Mengapa dua peristiwa tersebut harus dikaitkan? Ada kecenderungan kita hanya melihat sejarah dari melalui tonggak besarnya. Tidak pernah melihat proses dan rangkaian yang mengikutinya. Akibatnya, sering kali sejarah cenderung membuat glorifikasi sepihak dan figural.
Kemerdekaan RI tak hanya bisa dilihat dari peristiwa proklamasi. Tapi, juga berbagai peristiwa sebelum dan sesudahnya. Semuanya perlu ditelusuri derajat kontribusinya dalam perjalanan perjuangan untuk mencapai kemerdekaan RI. Dengan demikian, tak terjadi monopoli peran dalam sejarah.
Pendekatan sejarah seperti itu sempat mewarnai penulisan sejarah di masa Orde Baru. Orde ketika kekuasaan otoriter bersemi dan mewarnai negeri ini selama 32 tahun. Sejarah sebagai bagian untuk menghapus beberapa jejak sejarah negeri ini.
Padahal, kalau menggunakan pendekatan mata rantai sejarah, Surabaya menjadi sangat penting bagi kemerdekaan RI. Mulai lahirnya sejarah pergerakan yang dipelopori HOS Tjokroaminoto dengan dua anak didiknya, Soekarno dan Kartosoewiryo.
Tjokroaminoto bisa disebut sebagai tokoh embrio gerakan nasional kemerdekaan Indonesia. Gerakan Boedi Oetomo 1908 memang dideklarasikan pertama di Batavia. Namun, di tahun yang sama juga berkembang di Surabaya.
Surabaya seperti menjadi kancah mendidik para pemimpin bangsa ini. Di masa lalu. Di masa perjuangan. Tak hanya menjadi wadah mendidik para pemimpin, tapi juga melahirkan para pejuang rakyat. Yang digerakkan spirit gotong royong.
Perlawanan rakyat Surabaya tak bisa dijelaskan dengan teori peperangan apa pun.
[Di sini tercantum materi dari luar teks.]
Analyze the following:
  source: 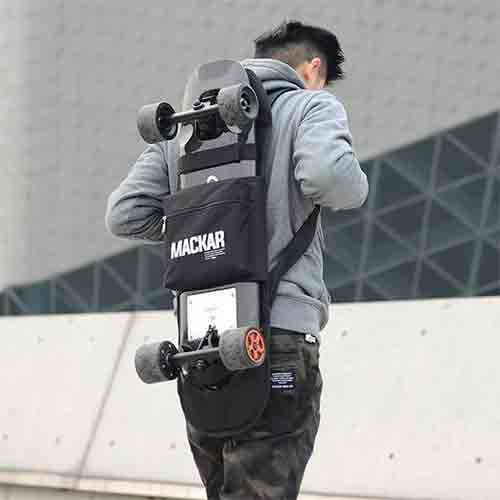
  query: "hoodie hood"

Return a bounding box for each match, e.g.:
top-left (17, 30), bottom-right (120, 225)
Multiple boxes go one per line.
top-left (241, 58), bottom-right (304, 96)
Itu lebih seperti kerusuhan dengan lawan yang tak seimbang. Kerusuhan melawan kehadiran tentara asing yang tak diketahui anatomi kekuatannya.
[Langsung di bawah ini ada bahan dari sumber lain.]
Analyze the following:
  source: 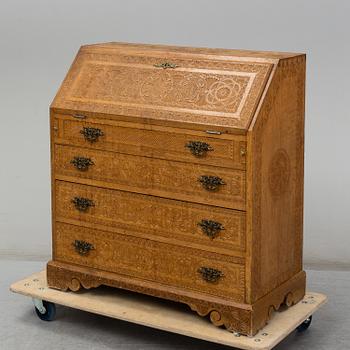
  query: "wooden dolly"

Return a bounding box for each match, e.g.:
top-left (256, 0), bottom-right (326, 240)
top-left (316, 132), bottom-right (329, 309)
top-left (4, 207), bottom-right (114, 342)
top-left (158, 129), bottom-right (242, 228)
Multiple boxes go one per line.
top-left (10, 271), bottom-right (327, 350)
Saya pernah mendapat cerita dari KH Ahmad Muwafiq. Mubalig gondrong asal Lamongan yang kini tinggal di Yogyakarta. Ia menceritakan pengalaman kakeknya yang ikut dijemput truk dari arah barat untuk melawan sekutu di Surabaya.
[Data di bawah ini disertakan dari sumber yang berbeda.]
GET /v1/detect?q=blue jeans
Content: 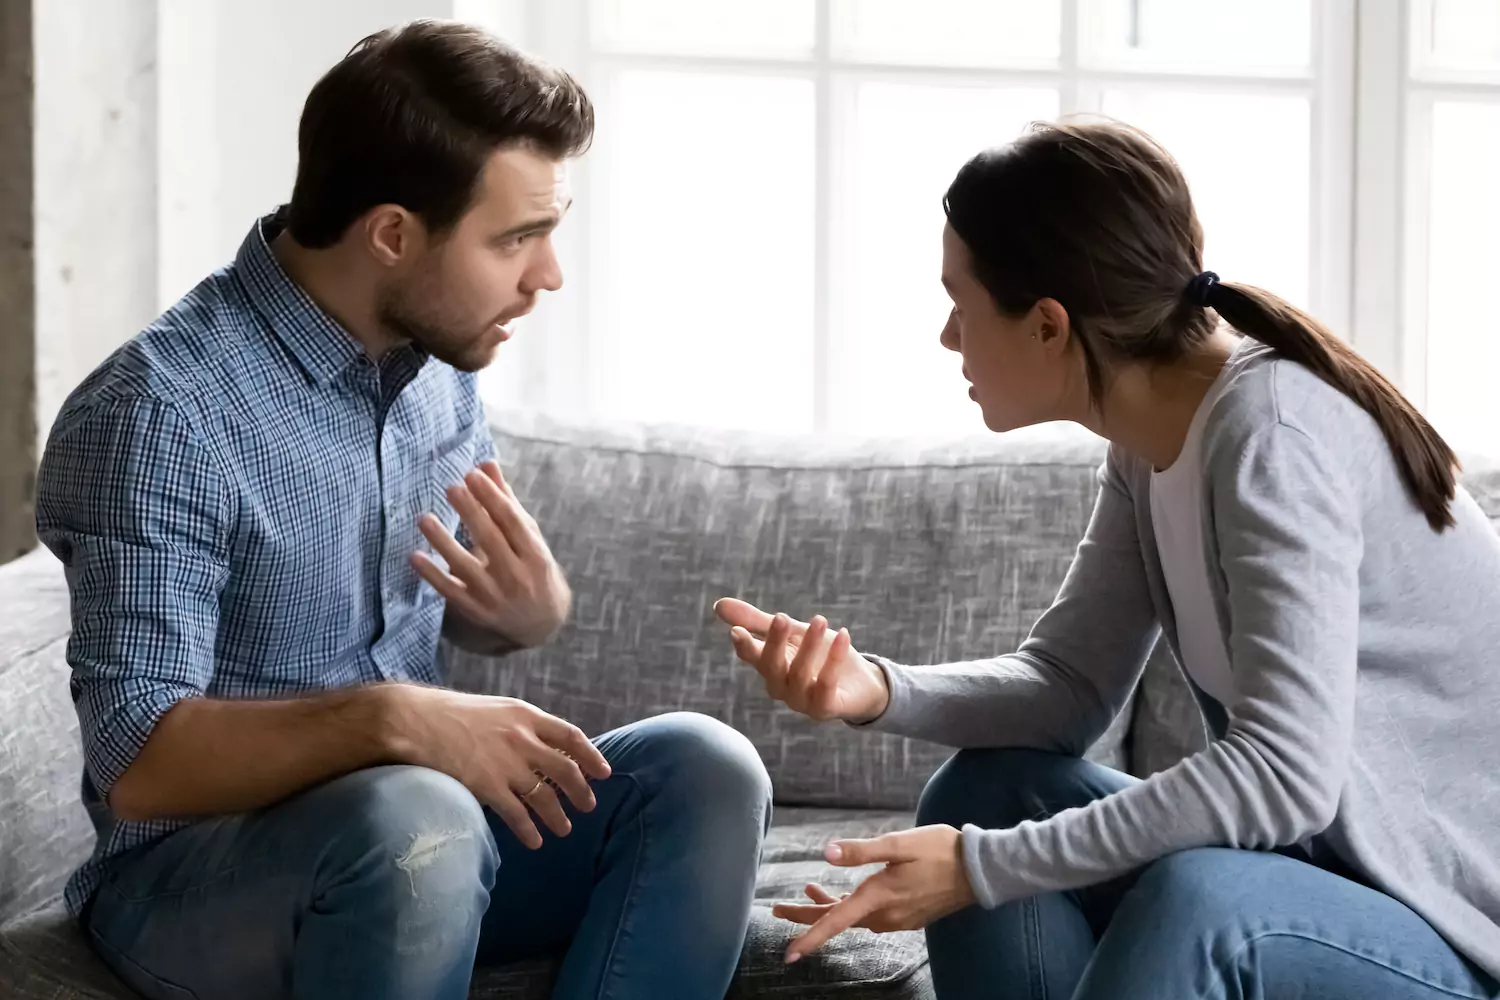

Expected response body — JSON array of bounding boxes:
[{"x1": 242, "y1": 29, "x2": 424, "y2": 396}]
[
  {"x1": 919, "y1": 748, "x2": 1499, "y2": 1000},
  {"x1": 84, "y1": 712, "x2": 771, "y2": 1000}
]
Berdasar cerita kakeknya, perlawanan rakyat terhadap tentara sekutu itu tak terorganisasi dengan baik. Bahkan, banyak relawan yang tidak tahu wilayah Surabaya. ”Juga, belum pernah pegang senjata. Tidak tahu yang namanya tank. Dikira jenis binatang,” katanya.
Karena itu, kalau pada saat itu banyak sekali korban, ya karena perlawanan itu tidak dilakukan tentara. Tapi, dilakukan rakyat. Mereka yang dari kalangan santri digerakkan oleh resolusi jihad yang dikeluarkan para kiai. Resolusi yang kini diperingati sebagai Hari Santri.